Sunday, December 27, 2015

For Some This Is My Most Offensive Belief

No, your horse will not pretend. He will not act as if he feels secure in your presence when you fail to exercise leadership.

A horse is not human. A horse is not a dog. A horse is a prey animal whose most important objective in life  is to achieve a feeling of security. The herd nature of a horse makes it impossible for a horse to feel truly secure when he is outside the presence of a leader.

Too many people feel that not only are they not fit to be a leader, they do not deserve to be a leader. Their self-esteem is such that their interaction with the horse is guided by one principle-"don't upset the horse."

Such people often consider themselves to be particularly sensitive and humane. While these are laudable traits, they are of little use to the horse if one does not exercise leadership.

The horse is seeking security not autonomy.

Do you find yourself feeling tremendously rejected and hurt if your horse is difficult to catch? Do you find yourself constantly making frustrating tugs on the lead rope because you don't "want to pull him too hard"? Are you horrified at the thought of picking up a whip in the round pen? Are you consumed with the idea that you horse needs to approach you in the pasture before a ride? Do you constantly fret over whether or not you have pulled the girth too tight? Do you feel justified in giving up on a particular task because your horse "just did not want to do that today"? Are you unable to control your horse under saddle because of a nagging feeling that he resents you trying to tell him where to go? Do you feel that being  hugged, rubbed and brushed by you is not an adequate reward for your horse? Do you think that in order for the horse to approve of you you must provide him with the constant array of treats?

Take a moment to examine your life. Who convinced you that you simply were not worthy of leadership? What did they say or do to you at such a young age that made you so insecure in all of your relationships that you cannot really enjoy your horse because you spend every moment with that horse worrying about whether or not you are offending him? At what point in your life did you first conclude that he really did not deserve respect? What caused you to first fear that honestly expressing yourself would cost you the affection of those in your family?

Why do you consider yourself, at your very core, to be a failure?

And most of all, why do you feel that you do not deserve to be loved?

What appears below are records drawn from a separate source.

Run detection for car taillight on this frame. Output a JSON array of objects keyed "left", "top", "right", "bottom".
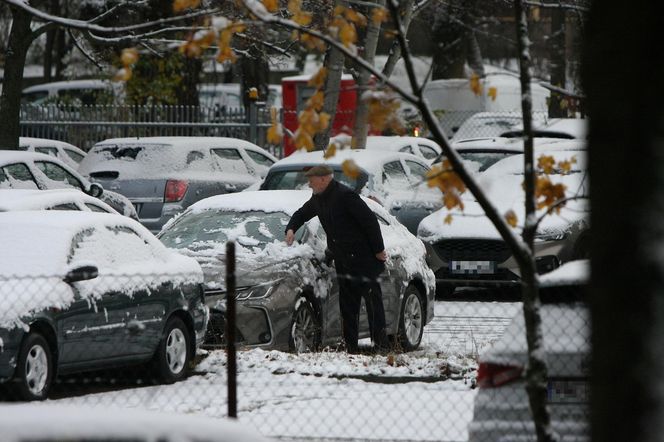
[
  {"left": 477, "top": 362, "right": 523, "bottom": 388},
  {"left": 164, "top": 180, "right": 189, "bottom": 203}
]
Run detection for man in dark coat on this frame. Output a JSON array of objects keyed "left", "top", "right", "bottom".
[{"left": 286, "top": 166, "right": 388, "bottom": 353}]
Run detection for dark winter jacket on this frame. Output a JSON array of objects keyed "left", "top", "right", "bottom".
[{"left": 286, "top": 180, "right": 385, "bottom": 278}]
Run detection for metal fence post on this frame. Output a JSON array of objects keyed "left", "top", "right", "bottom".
[{"left": 225, "top": 241, "right": 237, "bottom": 418}]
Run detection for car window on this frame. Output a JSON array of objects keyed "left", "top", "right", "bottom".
[
  {"left": 47, "top": 203, "right": 81, "bottom": 210},
  {"left": 35, "top": 161, "right": 83, "bottom": 190},
  {"left": 406, "top": 160, "right": 429, "bottom": 183},
  {"left": 417, "top": 144, "right": 438, "bottom": 160},
  {"left": 383, "top": 161, "right": 408, "bottom": 184},
  {"left": 69, "top": 226, "right": 160, "bottom": 268},
  {"left": 245, "top": 150, "right": 274, "bottom": 167},
  {"left": 0, "top": 163, "right": 39, "bottom": 189},
  {"left": 35, "top": 146, "right": 58, "bottom": 157},
  {"left": 64, "top": 147, "right": 83, "bottom": 163},
  {"left": 159, "top": 209, "right": 290, "bottom": 250},
  {"left": 0, "top": 163, "right": 39, "bottom": 189},
  {"left": 85, "top": 203, "right": 109, "bottom": 213},
  {"left": 212, "top": 149, "right": 249, "bottom": 174}
]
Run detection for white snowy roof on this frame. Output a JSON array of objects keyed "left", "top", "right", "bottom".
[
  {"left": 0, "top": 189, "right": 116, "bottom": 213},
  {"left": 0, "top": 403, "right": 267, "bottom": 442},
  {"left": 272, "top": 149, "right": 422, "bottom": 174}
]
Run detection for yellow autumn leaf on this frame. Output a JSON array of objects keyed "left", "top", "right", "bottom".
[
  {"left": 341, "top": 159, "right": 360, "bottom": 179},
  {"left": 113, "top": 68, "right": 132, "bottom": 81},
  {"left": 173, "top": 0, "right": 201, "bottom": 13},
  {"left": 470, "top": 74, "right": 482, "bottom": 96},
  {"left": 263, "top": 0, "right": 279, "bottom": 12},
  {"left": 323, "top": 143, "right": 337, "bottom": 160},
  {"left": 371, "top": 7, "right": 388, "bottom": 25},
  {"left": 537, "top": 155, "right": 556, "bottom": 174},
  {"left": 504, "top": 210, "right": 519, "bottom": 227},
  {"left": 120, "top": 48, "right": 138, "bottom": 67},
  {"left": 307, "top": 66, "right": 327, "bottom": 89}
]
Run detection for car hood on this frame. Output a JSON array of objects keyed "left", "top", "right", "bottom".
[{"left": 174, "top": 243, "right": 315, "bottom": 291}]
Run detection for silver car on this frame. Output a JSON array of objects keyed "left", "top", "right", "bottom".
[
  {"left": 79, "top": 137, "right": 276, "bottom": 233},
  {"left": 260, "top": 149, "right": 443, "bottom": 234},
  {"left": 468, "top": 260, "right": 590, "bottom": 442},
  {"left": 159, "top": 190, "right": 435, "bottom": 351}
]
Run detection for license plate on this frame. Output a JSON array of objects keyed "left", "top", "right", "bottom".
[
  {"left": 450, "top": 261, "right": 496, "bottom": 275},
  {"left": 546, "top": 380, "right": 589, "bottom": 404}
]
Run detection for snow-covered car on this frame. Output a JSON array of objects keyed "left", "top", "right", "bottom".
[
  {"left": 0, "top": 403, "right": 267, "bottom": 442},
  {"left": 452, "top": 137, "right": 586, "bottom": 172},
  {"left": 501, "top": 118, "right": 588, "bottom": 140},
  {"left": 260, "top": 149, "right": 443, "bottom": 234},
  {"left": 18, "top": 137, "right": 85, "bottom": 169},
  {"left": 79, "top": 137, "right": 277, "bottom": 233},
  {"left": 0, "top": 150, "right": 138, "bottom": 219},
  {"left": 159, "top": 190, "right": 435, "bottom": 351},
  {"left": 0, "top": 189, "right": 118, "bottom": 213},
  {"left": 468, "top": 260, "right": 590, "bottom": 442},
  {"left": 330, "top": 134, "right": 443, "bottom": 164},
  {"left": 0, "top": 211, "right": 208, "bottom": 400},
  {"left": 418, "top": 150, "right": 590, "bottom": 296},
  {"left": 451, "top": 112, "right": 546, "bottom": 142}
]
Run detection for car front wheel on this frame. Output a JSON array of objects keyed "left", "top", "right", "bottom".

You don't have to stay that way. There are many kinds of healing that horses provide and this is one of the most important.

Your horse can teach you to stop hating yourself.  Read that sentence again.

 It's real.

It matters.

Your horse needs a leader. Being a leader is not the same thing as being a bully, even if every human relationship that you have had in your life caused you to make that equation. No, being a leader means that you can be relied on one in a crisis. Being a leader means that you work to ensure that no crisis occur. Being a leader means that if a crisis does occur you immediately work to put it back together the pieces and restore a sense of security to those around you.

The very unfortunate truth is that, no matter how much you may wish to, you cannot provide for your horse's emotional needs while continuing to loath yourself. I work very hard to train my horses using 51% control and 49% affection. I am not remotely embarrassed to hug, rub, and even kiss a horse that I'm working with.

Equally important, I am not remotely embarrassed to punch a horse in the neck as hard as I can if that horse tries to bite me. If you are too embarrassed to do both of these things you are letting your horse down, and you are letting yourself down.


Dawn Elmendorf said...

Very well stated! Great article! I have found that horses have taught me so much about myself and given me so much to sit quietly and contemplate about myself!

Kathy said...

Right on! Good article!

Hugh Atkinson said...

Awesome article!

DianneW said...

I did sometimes feel justified in giving up on a task because my horse "just did not want to do that today". Horses have bad days just like people. A secure leader can change her mind.

And in one instance that I can recall the horse did much better on the task the next day.